Our study showed that patients who had pulmonary LT exhibited excellent survival. Among 15 patients who had SPR treated with LT, 11 had no further recurrent disease. Even for two patients with a second recurrence, long-term survival was observed after the second LT. The DFI was approximately 3 years for the patients who were successfully controlled by LT. Among three patients with MPR who received LT, one patient with a relatively short DFI (17.7 months) went through disease progression and died of cancer shortly after LT. Histologic examination of these tumors disclosed a micropapillary pattern and LVI. In contrast, another patient with MPR had progressive disease after LT, but the disease progressed slowly, and the patient is alive at this writing 106.7 months after LT. For this patient, the DFI was relatively prolonged (27.4 months), and both the primary and recurrent tumors showed no aggressive histologic features. Collectively, these findings suggest the potential benefit of LT for patients with recurrent IMA and show that both the clinical course and pathologic features can be helpful in predicting the recurrent IMA.

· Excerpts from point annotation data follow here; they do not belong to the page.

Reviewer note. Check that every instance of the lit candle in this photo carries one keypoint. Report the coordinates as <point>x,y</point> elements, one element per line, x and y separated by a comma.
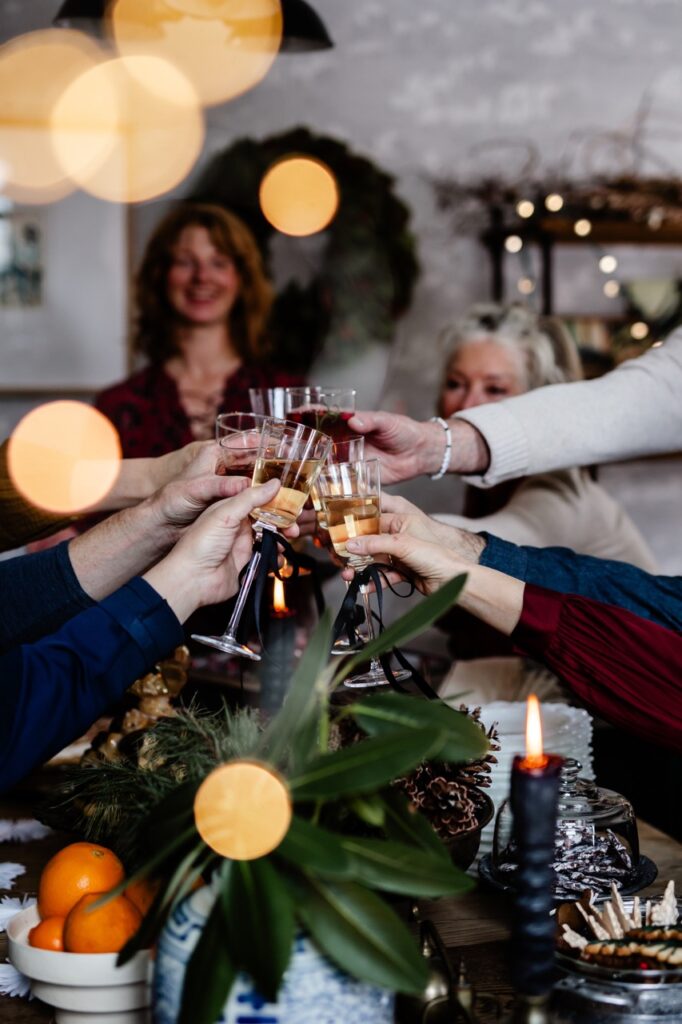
<point>534,797</point>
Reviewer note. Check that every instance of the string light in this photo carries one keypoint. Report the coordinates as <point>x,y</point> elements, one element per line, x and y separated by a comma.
<point>525,208</point>
<point>513,244</point>
<point>554,202</point>
<point>608,263</point>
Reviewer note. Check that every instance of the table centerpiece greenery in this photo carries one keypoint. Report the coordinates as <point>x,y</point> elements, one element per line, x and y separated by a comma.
<point>352,835</point>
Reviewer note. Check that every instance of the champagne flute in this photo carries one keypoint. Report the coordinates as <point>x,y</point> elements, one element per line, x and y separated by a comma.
<point>230,423</point>
<point>294,455</point>
<point>268,401</point>
<point>351,496</point>
<point>326,409</point>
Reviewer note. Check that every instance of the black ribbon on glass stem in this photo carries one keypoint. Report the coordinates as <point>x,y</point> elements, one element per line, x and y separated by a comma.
<point>348,619</point>
<point>269,544</point>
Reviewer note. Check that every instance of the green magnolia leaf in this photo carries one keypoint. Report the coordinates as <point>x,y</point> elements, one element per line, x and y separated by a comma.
<point>411,625</point>
<point>370,810</point>
<point>313,848</point>
<point>210,972</point>
<point>396,867</point>
<point>361,934</point>
<point>403,822</point>
<point>383,713</point>
<point>365,766</point>
<point>299,702</point>
<point>259,910</point>
<point>184,873</point>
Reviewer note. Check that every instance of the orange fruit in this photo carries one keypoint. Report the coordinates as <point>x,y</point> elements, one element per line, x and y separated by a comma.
<point>141,893</point>
<point>48,934</point>
<point>79,868</point>
<point>102,930</point>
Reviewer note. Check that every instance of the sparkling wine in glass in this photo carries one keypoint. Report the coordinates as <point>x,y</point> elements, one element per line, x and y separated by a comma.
<point>324,409</point>
<point>268,401</point>
<point>231,423</point>
<point>239,452</point>
<point>351,496</point>
<point>294,455</point>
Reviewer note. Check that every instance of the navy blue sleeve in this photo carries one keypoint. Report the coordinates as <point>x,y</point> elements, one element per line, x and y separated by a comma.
<point>54,689</point>
<point>560,569</point>
<point>38,594</point>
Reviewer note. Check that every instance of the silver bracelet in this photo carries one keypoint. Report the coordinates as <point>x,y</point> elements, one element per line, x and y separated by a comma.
<point>449,448</point>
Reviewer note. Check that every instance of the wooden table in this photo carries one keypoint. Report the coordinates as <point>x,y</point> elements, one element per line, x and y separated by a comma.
<point>475,927</point>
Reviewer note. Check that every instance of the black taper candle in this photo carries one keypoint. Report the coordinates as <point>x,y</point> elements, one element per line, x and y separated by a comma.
<point>534,798</point>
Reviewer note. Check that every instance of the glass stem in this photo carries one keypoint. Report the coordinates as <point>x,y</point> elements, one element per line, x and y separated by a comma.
<point>245,589</point>
<point>365,591</point>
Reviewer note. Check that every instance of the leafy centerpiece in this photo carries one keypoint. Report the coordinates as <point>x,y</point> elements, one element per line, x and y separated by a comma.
<point>350,837</point>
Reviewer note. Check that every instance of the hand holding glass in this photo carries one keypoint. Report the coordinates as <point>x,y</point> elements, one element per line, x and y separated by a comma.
<point>294,455</point>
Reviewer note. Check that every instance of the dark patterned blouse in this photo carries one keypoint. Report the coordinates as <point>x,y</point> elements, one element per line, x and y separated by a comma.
<point>146,411</point>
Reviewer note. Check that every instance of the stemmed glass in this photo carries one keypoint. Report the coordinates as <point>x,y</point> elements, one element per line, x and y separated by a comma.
<point>327,409</point>
<point>268,401</point>
<point>230,423</point>
<point>294,455</point>
<point>351,497</point>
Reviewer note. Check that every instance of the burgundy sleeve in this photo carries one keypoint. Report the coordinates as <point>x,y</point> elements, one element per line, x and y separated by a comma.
<point>626,669</point>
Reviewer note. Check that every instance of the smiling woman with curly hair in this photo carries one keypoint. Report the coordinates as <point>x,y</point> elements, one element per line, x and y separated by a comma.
<point>203,306</point>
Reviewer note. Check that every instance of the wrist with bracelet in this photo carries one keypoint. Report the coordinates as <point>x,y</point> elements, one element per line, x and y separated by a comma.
<point>444,465</point>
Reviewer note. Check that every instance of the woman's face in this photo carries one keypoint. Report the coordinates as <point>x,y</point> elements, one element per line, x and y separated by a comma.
<point>203,283</point>
<point>481,372</point>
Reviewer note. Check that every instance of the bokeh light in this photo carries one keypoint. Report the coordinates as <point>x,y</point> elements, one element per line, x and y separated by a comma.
<point>243,810</point>
<point>64,457</point>
<point>554,202</point>
<point>35,69</point>
<point>513,244</point>
<point>607,263</point>
<point>299,196</point>
<point>129,129</point>
<point>223,47</point>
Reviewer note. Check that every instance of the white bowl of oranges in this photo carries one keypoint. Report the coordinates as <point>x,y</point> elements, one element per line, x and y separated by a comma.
<point>68,947</point>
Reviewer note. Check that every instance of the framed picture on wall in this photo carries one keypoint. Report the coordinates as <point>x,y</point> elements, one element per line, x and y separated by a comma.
<point>64,296</point>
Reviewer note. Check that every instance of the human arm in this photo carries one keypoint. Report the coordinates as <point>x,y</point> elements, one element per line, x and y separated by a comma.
<point>38,593</point>
<point>624,668</point>
<point>55,688</point>
<point>657,598</point>
<point>633,411</point>
<point>408,448</point>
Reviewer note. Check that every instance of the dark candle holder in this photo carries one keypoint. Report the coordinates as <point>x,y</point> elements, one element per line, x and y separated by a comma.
<point>534,798</point>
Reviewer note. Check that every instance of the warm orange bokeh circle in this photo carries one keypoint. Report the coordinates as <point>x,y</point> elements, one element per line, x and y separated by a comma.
<point>299,196</point>
<point>243,810</point>
<point>64,457</point>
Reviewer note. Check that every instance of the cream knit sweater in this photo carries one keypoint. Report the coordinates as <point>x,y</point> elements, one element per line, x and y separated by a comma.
<point>632,412</point>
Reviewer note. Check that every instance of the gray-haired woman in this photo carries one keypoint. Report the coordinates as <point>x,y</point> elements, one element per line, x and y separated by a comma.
<point>494,352</point>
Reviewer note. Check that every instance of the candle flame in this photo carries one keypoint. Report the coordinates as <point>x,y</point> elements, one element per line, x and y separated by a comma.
<point>534,733</point>
<point>279,599</point>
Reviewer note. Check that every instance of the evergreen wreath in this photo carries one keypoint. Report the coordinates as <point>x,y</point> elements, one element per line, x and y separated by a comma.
<point>370,266</point>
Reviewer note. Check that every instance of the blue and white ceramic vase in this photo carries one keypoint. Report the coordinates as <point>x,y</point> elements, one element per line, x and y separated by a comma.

The distinct biology of IMA is schematically summarized in Fig. 5. Initially, IMAs with the most aggressive biology present as unresectable disease or recur shortly after surgical resection via both systematic (hematogenous or lymphatic) and aerogenous spread. Among these patients, those exhibiting early single pulmonary recurrence could be seen as the “tip of the iceberg.” For these patients, short-term CT follow-up periods could show the broader scope of the disease, much like detection of an iceberg's submerged portion, and help to avoid unneeded local treatments. However, IMAs with moderately aggressive biology may present with SPR (or rarely, MPR) after initial surgical resection, with an intermediate DFI (suggested as 3 years in this report). Among these tumors, a subset may be controlled by LT. Finally, for the least aggressive tumors, SPR may appear with a long latency and can be treated by LT.11 We speculate that the latter two scenarios may represent “genomically metastatic but surgically curable disease” as referenced by Goto.21 However, this condition in IMAs may better be described as pulmonary “implantation” of IMA because they may differ from the oligometastatic state.11 Because effective systemic regimens for IMAs are lacking,7 we surmise that timely performance of LT for recurrent disease can contribute to better disease control and prolonged OS in a subset of recurrent IMAs.

Fig. 5
figure 5

Schematic description of the disease progression patterns of invasive mucinous adenocarcinoma (IMA) patients

Full size image

This study had several limitations. First, the study was a single-institution, retrospective study with potential bias. Due to the limited number of cases with recurrence, our findings need further validation based on a large multicenter cohort.

Second, during the study period of 20 years, advancements in pre- and postoperative management occurred. These advancements could potentially have influenced patients’ recurrence and survival outcomes. However, we were unable to include these temporal factors in the analysis.

Third, comprehensive genomic profiling data (i.e., next-generation sequencing), which may aid in differentiating recurrences from second primary tumors, are lacking.11,22 Although most of the previously reported metachronous IMAs were clonal,11,23 the possibility of having separate primary IMAs, although low, cannot be completely ruled out. This potential confounder could have influenced our study's outcomes. For future studies, incorporating comprehensive genomic profiling data will be essential.

In summary, our study emphasizes that IMAs show distinct patterns of intrapulmonary progression. Patients with SPR who have a longer DFI and less aggressive histology could potentially benefit from LT. Further studies involving multiple institutions are warranted to confirm our findings.